The module will read the victim's TGT from the victim's credential cache and accept it, even if the malicious user wouldn't ordinarily have access to the victim's credentials.
I have tested the patch.
It partially solve the bug. The exploitation of the bug with su/sudo is
no more possible.
The module do not bypass restriction access on TGT file.

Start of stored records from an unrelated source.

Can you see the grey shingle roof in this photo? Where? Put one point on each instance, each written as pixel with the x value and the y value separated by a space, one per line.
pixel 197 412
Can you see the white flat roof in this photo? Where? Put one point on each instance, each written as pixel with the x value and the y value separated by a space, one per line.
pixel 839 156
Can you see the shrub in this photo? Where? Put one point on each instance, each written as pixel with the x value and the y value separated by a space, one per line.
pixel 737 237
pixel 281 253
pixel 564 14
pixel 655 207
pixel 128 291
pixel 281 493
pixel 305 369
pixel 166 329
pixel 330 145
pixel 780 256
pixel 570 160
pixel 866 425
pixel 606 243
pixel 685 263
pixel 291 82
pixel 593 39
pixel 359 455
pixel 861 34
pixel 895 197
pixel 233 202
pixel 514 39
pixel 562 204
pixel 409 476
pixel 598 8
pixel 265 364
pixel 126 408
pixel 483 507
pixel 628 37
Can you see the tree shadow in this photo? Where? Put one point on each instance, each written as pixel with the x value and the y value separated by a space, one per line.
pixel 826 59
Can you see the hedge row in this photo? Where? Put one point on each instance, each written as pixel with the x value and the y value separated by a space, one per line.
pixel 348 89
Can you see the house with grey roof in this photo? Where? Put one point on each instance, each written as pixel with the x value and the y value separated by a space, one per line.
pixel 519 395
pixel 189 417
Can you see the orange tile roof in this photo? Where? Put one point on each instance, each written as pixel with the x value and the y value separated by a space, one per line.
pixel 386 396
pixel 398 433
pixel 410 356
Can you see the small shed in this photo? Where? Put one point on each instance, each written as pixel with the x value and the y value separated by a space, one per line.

But if this option is configured for sshd the exploitation is still
possible (like describe in my post).
It is possible to have access on a system just with information of
credential name used by root.
The difference now is that with this access the user has not access to
TGT file (owner is root) so he cannot have access to TGS.
The probability for exploitation is very low because it is necessary :
to have existing_ticket option for SSH, root has a valid TGT and to know
the credential used by root.
At the end, please do not forget to back port the patch for previous release of pam_krb5 (included in RHEL5 and previous).
And release updated rpm on RHN.
pam_krb5-2.2.18-2.fc8 has been pushed to the Fedora 8 stable repository. If problems still persist, please make note of it in this bug report.
pam_krb5-2.3.0-2.fc9 has been pushed to the Fedora 9 stable repository. If problems still persist, please make note of it in this bug report.
This issue was addressed in:
Red Hat Enterprise Linux:
Please note this flaw does not affect versions of pam_krb5 as shipped in Red Hat Enterprise Linux 2.1, 3, or 4.
Those versions of pam_krb5 do not support the existing ticket option.